Harvey cut in quickly. “Did you also leave a pair of driving gloves, the gloves on the table here marked by the prosecution as Exhibit J?”
“I did. They were in the garage, too.”
“And the garage door – was it open or closed?”
“I left it open, I think. In any case, we never kept it locked.”
“Mr. Cave,” Harvey said in a deep voice, “did you kill your wife with the shotgun before you drove away?”
“I did not.” In contrast with Harvey’s, Cave’s voice was high and thin and unconvincing.
“After you left around eight o’clock, did you return to the house again that night?”
“I did not. I haven’t been back since, as a matter of fact, I was arrested in Los Angeles the following day.”
“Where did you spend the night – that is, after eight o’clock?”
“With a friend.”
The courtroom began to buzz again.
“What friend?” Harvey barked. He suddenly sounded like a prosecutor cross-examining a hostile witness.
Cave moved his mouth to speak, and hesitated. He licked his dry lips. “I prefer not to say.”
“Why do you prefer not to say?”
“Because it was a woman. I don’t want to involve her in this mess.”
Harvey swung away from the witness abruptly and looked up at the judge. The judge admonished the jury not to discuss the case with anyone, and adjourned the trial until two o’clock.
I watched the jurors file out. Not one of them looked at Glenway Cave. They had seen enough of him.
Harvey was the last man to leave the well of the courtroom. I waited for him at the little swinging gate which divided it from the spectators’ section. He finished packing his briefcase and came towards me, carrying the case as if it was weighted.
“Mr.
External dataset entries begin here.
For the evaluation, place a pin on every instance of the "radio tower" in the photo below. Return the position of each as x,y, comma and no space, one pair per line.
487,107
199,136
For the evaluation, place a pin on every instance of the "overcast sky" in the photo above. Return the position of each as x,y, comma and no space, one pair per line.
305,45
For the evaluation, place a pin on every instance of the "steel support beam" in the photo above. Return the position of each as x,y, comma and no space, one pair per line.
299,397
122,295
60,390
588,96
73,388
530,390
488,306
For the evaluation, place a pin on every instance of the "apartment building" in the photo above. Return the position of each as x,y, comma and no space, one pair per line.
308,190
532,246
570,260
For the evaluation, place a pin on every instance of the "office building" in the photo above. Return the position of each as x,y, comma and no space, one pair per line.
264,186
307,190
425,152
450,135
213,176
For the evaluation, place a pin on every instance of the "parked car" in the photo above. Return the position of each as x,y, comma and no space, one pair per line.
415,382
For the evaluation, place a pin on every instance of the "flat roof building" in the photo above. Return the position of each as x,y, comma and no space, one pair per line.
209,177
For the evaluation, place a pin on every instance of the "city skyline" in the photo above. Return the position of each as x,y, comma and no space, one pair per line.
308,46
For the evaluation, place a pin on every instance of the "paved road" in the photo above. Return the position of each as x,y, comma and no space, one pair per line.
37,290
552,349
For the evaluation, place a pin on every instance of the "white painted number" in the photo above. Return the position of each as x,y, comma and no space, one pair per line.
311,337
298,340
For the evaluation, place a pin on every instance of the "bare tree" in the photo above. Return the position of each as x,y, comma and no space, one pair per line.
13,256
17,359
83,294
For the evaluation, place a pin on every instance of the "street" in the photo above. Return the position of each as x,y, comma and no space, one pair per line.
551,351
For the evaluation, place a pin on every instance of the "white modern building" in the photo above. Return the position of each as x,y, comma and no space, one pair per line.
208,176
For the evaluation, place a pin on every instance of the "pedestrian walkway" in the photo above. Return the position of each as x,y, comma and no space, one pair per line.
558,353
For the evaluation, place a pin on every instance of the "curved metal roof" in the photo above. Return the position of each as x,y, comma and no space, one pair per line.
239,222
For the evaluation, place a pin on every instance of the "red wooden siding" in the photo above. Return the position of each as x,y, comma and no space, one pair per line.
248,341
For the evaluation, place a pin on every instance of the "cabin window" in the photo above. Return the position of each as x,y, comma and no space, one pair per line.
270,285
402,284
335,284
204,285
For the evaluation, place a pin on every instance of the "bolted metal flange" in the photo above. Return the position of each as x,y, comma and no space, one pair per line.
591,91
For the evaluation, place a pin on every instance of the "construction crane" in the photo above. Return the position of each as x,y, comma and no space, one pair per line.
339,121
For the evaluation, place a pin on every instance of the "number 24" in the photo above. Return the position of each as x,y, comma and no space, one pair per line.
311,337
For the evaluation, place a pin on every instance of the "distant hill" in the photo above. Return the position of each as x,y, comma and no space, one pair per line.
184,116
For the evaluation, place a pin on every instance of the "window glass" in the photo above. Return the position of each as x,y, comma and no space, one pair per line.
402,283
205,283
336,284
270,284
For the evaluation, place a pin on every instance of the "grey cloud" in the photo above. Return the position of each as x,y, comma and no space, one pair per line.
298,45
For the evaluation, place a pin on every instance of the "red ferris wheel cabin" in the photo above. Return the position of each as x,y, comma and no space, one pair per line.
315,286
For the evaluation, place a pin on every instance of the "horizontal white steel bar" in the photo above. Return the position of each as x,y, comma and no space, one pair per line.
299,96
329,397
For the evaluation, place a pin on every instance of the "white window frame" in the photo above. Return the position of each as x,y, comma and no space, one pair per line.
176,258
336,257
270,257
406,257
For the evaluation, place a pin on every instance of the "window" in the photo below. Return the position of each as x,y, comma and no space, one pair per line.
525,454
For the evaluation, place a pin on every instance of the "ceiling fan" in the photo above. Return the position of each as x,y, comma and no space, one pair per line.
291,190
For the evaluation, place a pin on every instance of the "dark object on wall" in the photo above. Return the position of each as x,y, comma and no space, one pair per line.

Harvey, can you give me a minute?”
He started to brush me off with a weary gesture, then recognized my face. “Lew Archer? What brings you here?”
“It’s what I want to talk to you about.”
“This case?”
I nodded. “Are you going to get him off?”
“Naturally I am. He’s innocent.” But his voice echoed hollowly in the empty room and he regarded me doubtfully. “You wouldn’t be snooping around for the prosecution?”
“Not this time. The person who hired me believes that Cave is innocent. Just as you do.”